Crossroads is the story of a twenty-two-year-old high school auto shop teacher John (Chuck Barron: yummy). At the beginning of the film, you see him proposing to his girlfriend (the two female characters never appear on screen, but you hear their very annoying voices). Soon after their marriage, he meets his wife's former boyfriend, a twenty-eight-year-old gay Army officer named Colin (Danny Sommers: also yum -- looks grrreat in an olive tank, camo pants, and boots). The rest of the plot involves the two men becoming friends, having sex, and falling in love, as John comes to terms with his homosexuality. The acting is, well, weak, but the story is compelling. And the action in the story is pleasantly symmetrical. There are three joint sex scenes: in the first, the guys jerk each other off; in the second, they suck each other off; and in the third, they take turns fucking each other. Each guy also has a solo jerk-off scene, and all of the sex scenes are separated by dialog/plot advancement scenes. In the end, the film comes full circle. The narrative and sexual structure, really, reminds me of The Pearl, which was one of the Medieval Literature works that I actually did read. I don't recall jerking off to Pearl, but I think I was nineteen when I read it, so how could I not have?

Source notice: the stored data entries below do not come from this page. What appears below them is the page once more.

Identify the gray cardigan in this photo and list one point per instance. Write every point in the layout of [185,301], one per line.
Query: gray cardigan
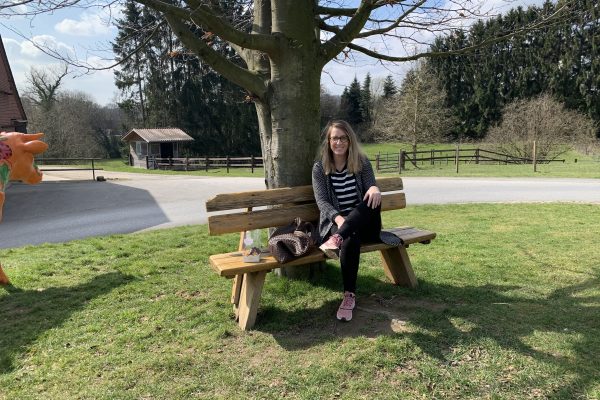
[325,196]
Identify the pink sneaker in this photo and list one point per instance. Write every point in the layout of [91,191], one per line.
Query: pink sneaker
[345,311]
[331,247]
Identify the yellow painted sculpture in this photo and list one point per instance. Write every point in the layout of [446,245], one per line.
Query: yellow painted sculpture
[16,164]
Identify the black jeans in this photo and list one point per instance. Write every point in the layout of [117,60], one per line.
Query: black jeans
[362,225]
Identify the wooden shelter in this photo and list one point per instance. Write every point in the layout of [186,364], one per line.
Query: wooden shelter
[12,115]
[146,145]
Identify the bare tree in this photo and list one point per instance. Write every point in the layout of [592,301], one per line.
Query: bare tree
[545,121]
[44,84]
[417,113]
[284,48]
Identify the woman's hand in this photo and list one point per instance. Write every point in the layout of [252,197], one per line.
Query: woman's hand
[373,197]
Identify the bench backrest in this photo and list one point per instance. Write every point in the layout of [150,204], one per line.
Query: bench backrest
[283,205]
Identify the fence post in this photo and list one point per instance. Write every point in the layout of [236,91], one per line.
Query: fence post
[402,159]
[534,158]
[457,157]
[399,159]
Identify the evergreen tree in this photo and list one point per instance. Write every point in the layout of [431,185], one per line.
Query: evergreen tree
[389,87]
[351,103]
[366,102]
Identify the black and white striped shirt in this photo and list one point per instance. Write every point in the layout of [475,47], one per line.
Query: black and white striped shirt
[344,186]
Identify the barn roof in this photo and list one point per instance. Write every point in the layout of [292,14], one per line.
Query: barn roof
[11,108]
[158,135]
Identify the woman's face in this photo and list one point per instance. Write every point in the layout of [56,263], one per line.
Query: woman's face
[338,142]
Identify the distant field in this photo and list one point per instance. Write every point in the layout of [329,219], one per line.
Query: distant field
[576,165]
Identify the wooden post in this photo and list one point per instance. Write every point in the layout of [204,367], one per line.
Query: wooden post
[402,159]
[534,158]
[3,278]
[250,298]
[457,157]
[397,266]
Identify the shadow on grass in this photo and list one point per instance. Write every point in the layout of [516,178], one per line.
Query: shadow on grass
[27,314]
[459,317]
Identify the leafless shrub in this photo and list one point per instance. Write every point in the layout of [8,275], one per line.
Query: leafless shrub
[545,120]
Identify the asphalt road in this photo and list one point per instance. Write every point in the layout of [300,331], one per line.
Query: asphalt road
[60,210]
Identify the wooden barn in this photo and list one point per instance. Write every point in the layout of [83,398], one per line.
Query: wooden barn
[146,145]
[12,115]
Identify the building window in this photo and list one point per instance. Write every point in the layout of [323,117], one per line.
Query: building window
[141,149]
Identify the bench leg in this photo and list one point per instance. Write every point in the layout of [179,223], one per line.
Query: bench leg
[249,298]
[397,266]
[236,290]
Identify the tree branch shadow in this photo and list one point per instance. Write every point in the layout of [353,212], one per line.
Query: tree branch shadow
[27,314]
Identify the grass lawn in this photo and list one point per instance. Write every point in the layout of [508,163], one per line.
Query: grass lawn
[586,166]
[508,307]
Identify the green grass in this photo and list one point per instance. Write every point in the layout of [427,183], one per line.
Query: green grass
[508,307]
[586,166]
[576,165]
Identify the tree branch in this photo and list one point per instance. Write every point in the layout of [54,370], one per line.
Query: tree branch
[395,24]
[202,15]
[345,35]
[242,77]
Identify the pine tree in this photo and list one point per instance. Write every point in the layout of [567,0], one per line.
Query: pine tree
[351,103]
[389,87]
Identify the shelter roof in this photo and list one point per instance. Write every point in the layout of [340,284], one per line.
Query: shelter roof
[11,108]
[157,135]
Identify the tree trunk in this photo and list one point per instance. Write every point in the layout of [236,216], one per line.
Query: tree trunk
[289,121]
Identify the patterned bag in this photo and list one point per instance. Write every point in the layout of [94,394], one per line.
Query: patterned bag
[293,240]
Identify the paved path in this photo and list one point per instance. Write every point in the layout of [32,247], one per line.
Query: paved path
[61,209]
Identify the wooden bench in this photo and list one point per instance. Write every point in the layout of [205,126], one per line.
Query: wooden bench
[239,213]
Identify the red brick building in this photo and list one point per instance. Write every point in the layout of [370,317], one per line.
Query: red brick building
[12,115]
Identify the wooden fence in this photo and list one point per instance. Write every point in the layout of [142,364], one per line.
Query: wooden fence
[204,163]
[397,161]
[67,164]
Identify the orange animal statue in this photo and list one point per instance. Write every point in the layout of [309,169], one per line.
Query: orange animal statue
[16,164]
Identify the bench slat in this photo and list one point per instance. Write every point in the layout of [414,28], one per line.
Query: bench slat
[231,264]
[272,217]
[258,198]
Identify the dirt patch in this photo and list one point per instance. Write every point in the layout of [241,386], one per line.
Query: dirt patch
[376,315]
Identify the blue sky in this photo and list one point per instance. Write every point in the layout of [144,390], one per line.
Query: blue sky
[86,35]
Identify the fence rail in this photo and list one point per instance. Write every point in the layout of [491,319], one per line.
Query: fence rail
[52,162]
[397,161]
[203,163]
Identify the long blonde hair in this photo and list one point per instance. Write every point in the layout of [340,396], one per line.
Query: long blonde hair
[355,154]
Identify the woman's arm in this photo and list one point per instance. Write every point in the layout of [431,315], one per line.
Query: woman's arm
[324,202]
[372,194]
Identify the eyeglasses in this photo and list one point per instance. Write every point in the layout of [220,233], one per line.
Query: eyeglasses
[340,139]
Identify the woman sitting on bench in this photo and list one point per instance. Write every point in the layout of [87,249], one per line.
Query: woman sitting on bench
[349,203]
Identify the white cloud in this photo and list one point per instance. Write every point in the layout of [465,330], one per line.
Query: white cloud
[87,25]
[33,48]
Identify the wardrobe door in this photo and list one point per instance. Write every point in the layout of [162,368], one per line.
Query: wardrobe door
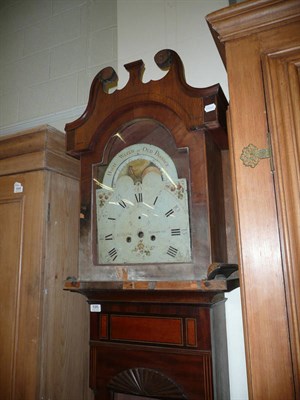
[21,222]
[282,82]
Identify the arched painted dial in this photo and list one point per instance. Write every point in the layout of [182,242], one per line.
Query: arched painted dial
[143,219]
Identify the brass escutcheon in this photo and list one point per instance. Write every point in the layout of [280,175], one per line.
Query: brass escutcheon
[251,155]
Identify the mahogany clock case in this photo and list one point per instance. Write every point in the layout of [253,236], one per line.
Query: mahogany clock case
[188,125]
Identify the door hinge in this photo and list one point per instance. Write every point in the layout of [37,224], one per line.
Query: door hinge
[251,154]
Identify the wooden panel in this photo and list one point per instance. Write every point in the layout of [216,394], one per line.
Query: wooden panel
[103,330]
[65,322]
[27,315]
[42,147]
[245,34]
[147,329]
[195,381]
[260,258]
[191,332]
[282,72]
[11,213]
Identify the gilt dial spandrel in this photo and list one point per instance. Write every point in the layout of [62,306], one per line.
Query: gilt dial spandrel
[142,209]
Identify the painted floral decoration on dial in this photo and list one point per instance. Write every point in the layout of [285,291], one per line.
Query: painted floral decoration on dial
[142,209]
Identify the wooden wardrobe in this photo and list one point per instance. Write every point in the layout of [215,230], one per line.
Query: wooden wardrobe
[259,42]
[43,330]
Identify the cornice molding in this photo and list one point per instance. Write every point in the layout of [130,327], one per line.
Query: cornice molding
[250,17]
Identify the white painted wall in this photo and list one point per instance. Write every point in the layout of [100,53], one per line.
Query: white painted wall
[50,50]
[147,26]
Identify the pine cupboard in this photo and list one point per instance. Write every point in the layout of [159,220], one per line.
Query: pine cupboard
[259,42]
[43,334]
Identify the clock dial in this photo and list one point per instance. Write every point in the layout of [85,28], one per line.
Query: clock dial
[143,216]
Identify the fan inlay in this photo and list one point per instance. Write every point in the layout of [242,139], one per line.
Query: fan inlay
[146,382]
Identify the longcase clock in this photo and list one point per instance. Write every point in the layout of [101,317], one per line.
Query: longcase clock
[153,230]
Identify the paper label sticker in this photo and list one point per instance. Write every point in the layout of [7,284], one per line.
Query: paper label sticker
[95,307]
[210,107]
[18,188]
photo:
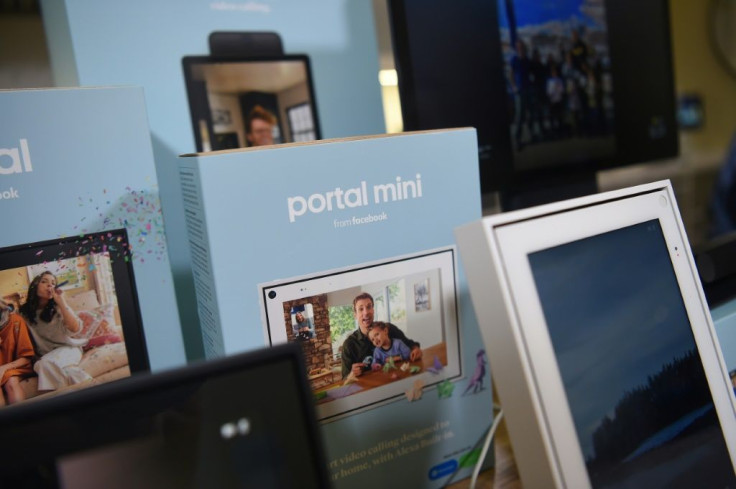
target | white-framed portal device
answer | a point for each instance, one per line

Clearly, Crossroads is not a great work of art, except perhaps within the context of other pornography of its day. Still, seeing it ten or so years ago was a transformative experience for me. And it wasn't simply the plot of a married man figuring out that he was gay and finding another man to share his love with: it was also all that sex. Pornographic, yes, but presented in a much more personal and humanizing context than almost any other sex film I know.

It makes me long for better films with better sex. Lots of young men have gotten their first inkling of why they were different by seeing some artistic representation of homosexuality. I can't help thinking how much more quickly many of us would reach full sexual realization if we had cinematic representations of sex that were both dramatically and sexually compelling. I think there are situations where pornography can do great damage, but it also has the potential to educate and enlighten, as well as excite.

2 comments:

Anonymous said...

I (very pleasurably) associate the title "The Pearl" with a hefty paperback volume of graphic Victorian erotica I found under my dorm roommate's bed in college. It was pretty hot stuff. I've never encountered that title in a medieval context, however. Tell me more, please, TED.

TED said...

My bad, John. The poem is titled Pearl not The Pearl. I've made a correction. As for the poem itself, I wish I remembered more. I don't recall that it was at all erotic, but in those days I was fairly clueless, so I would have missed any subtextual (or even textual) eroticism. I remember enjoying reading it, and I remember its symmetry. And I recall that no one knows who wrote it (I think they call him the Pearl poet), but whoever he was also wrote Sir Gawain and the Green Knight. Both poems are of substantial length and usually appear together in a single volume. They're easy to come by because the translation is by J.R.R. Tolkien, who was a gifted but unknown medieval scholar before he became a dreary but celebrated author.